A month later and the sun is no longer a stranger to the Cairngorms. Patches of seemingly lifeless grass are now green and the blooms of meadow flowers are revealed like jewels at my feet as I tread slowly across the hills back to the valley and the nest site. Areas of heather burnt and black at my last visit are now bright green with new shoots that attract herds of Red deer. Curlews, Golden plovers and Oystercatchers enliven the air with their calls and dancing.

As evening approaches and the sun plays hide and seek among the clouds, I pass a crag where once Golden eagles roosted. As I stare back to admire them I am startled to see the long winged brown shape of a raptor flying above the rocks. It is too small to be an eagle or a buzzard. Struggling to untangle my binoculars from the straps of my rucksack, I catch a glimpse of a tatty female harrier. So the second female has sought shelter in these crags, I presume to myself. At least she is alive. As I settle into my sleeping bag next to some old ruins not far away, she hovers across the horizon again. Several primary weathers are missing from her wings; she is a sad sight as she drifts off over the hill. But my thoughts are quickly distracted by the sight of dark clouds and rain rolling in over the horizon. I still have a long way to go and it looks like the going will be wet.

Two days later and the sun is trying to break through the mist at 4am. It’s cold and damp, so I curl up a while longer. It’s not far up the valley to go now.
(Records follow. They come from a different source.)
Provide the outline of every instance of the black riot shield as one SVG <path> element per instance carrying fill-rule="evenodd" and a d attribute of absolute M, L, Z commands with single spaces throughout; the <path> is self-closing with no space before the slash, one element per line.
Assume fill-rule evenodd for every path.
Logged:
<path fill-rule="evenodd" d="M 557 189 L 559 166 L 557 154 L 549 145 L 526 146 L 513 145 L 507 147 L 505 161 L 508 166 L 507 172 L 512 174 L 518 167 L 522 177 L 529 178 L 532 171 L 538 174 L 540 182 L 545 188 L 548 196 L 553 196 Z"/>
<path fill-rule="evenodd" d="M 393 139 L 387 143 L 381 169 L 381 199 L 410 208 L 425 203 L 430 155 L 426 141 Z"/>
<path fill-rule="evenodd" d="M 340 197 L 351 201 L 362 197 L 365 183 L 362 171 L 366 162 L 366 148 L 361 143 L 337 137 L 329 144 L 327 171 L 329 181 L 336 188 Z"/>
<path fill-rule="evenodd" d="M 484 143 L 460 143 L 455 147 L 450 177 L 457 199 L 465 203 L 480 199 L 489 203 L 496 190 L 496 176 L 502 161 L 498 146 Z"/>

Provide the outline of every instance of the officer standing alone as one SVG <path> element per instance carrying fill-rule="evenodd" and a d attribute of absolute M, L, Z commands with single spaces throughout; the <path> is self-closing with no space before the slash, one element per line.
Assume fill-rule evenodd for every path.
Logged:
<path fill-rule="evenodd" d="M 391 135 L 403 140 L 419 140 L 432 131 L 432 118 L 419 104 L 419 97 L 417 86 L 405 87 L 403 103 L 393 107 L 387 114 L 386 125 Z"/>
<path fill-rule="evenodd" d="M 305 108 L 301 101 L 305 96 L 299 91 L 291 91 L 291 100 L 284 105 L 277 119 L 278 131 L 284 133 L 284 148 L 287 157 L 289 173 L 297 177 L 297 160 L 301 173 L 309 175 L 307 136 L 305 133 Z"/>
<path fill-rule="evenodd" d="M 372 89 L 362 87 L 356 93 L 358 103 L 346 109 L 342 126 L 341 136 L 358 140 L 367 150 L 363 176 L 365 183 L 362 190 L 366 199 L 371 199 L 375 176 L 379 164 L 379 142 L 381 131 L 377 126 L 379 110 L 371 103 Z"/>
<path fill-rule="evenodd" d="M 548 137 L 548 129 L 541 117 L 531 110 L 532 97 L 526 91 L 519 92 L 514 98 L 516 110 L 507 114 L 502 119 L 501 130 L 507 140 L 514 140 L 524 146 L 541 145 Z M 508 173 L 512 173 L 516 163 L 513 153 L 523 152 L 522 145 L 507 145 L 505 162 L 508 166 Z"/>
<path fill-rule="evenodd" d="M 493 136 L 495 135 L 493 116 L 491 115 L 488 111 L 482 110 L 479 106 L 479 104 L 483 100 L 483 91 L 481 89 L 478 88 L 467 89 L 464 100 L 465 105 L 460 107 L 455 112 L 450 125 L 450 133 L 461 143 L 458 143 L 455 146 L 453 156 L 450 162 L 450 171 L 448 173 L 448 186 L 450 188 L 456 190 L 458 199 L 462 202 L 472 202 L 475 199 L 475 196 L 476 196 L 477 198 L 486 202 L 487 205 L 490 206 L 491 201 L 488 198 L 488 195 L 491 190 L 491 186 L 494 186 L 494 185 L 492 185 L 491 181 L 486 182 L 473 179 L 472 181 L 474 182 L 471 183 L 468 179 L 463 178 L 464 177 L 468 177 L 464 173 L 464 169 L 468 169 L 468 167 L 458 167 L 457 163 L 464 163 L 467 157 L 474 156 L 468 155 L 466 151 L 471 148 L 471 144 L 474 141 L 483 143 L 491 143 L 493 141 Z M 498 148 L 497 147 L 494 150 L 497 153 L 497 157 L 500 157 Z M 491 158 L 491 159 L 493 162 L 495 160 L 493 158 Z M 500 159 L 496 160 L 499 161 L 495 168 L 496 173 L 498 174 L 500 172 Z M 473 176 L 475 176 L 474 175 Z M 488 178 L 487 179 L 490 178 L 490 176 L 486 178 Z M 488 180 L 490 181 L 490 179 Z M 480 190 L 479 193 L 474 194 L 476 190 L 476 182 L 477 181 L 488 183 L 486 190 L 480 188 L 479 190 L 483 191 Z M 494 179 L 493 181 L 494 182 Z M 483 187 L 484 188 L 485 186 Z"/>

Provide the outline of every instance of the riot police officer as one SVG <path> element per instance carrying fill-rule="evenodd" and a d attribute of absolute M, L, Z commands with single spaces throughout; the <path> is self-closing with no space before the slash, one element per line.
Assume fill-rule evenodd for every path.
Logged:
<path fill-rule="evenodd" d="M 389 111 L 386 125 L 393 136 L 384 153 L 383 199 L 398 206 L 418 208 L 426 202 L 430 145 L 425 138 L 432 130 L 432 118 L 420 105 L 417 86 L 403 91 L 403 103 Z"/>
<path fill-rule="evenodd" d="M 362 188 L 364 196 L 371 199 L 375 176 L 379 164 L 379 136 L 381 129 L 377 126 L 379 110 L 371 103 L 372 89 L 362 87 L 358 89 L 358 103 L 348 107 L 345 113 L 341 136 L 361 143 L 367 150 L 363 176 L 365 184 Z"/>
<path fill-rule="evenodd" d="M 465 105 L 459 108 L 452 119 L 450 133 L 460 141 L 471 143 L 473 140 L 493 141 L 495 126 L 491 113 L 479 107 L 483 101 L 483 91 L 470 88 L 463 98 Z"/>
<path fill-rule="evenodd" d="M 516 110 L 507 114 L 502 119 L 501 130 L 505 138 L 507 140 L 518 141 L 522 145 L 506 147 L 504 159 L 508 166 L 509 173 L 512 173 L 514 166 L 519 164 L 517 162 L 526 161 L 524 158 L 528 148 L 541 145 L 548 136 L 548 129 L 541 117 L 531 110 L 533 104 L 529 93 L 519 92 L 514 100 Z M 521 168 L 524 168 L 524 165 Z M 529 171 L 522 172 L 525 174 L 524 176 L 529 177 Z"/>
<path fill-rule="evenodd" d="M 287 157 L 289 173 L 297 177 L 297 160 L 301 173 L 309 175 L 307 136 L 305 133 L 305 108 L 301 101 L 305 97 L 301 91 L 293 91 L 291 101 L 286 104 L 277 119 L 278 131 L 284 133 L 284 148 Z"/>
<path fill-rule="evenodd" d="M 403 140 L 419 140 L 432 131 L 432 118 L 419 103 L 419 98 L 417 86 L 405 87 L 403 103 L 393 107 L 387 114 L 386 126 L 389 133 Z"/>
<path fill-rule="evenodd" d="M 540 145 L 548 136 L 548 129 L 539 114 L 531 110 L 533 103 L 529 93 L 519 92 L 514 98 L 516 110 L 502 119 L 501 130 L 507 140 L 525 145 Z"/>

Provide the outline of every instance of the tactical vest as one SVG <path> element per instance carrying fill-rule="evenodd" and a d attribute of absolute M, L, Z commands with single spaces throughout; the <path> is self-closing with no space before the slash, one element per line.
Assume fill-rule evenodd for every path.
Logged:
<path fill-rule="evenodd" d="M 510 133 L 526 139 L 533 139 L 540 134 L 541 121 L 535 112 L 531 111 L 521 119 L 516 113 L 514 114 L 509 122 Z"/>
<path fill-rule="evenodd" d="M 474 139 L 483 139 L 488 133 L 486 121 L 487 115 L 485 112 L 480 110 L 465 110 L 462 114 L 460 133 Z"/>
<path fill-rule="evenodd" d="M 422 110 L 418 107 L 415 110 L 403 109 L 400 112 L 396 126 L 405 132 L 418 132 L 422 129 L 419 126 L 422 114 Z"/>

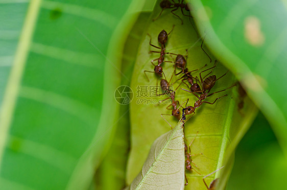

As I arrive at my observation point, the mist has retreated up the mountain enough for me to see the patch of heather where the nest is. By midday I have not seen any harrier. When three Meadow pipits start to sing and chase each other over the nest site, I know something is wrong. I approach slowly, hoping that at any moment the female will fly up. I arrive at the empty pile of reeds that was the nest. A few feet away deep in the heather is the emaciated corpse of a harrier chick big enough for the first feathers shafts to be emerging. The only life here, are the scavenging flies and beetles. The cause of the nest failure unknown, and these dark moors will keep their secrets. I only hope that somewhere out there the couple have survived and that next season will be a better one. It is a distant hope, but it appears that hope is all we have.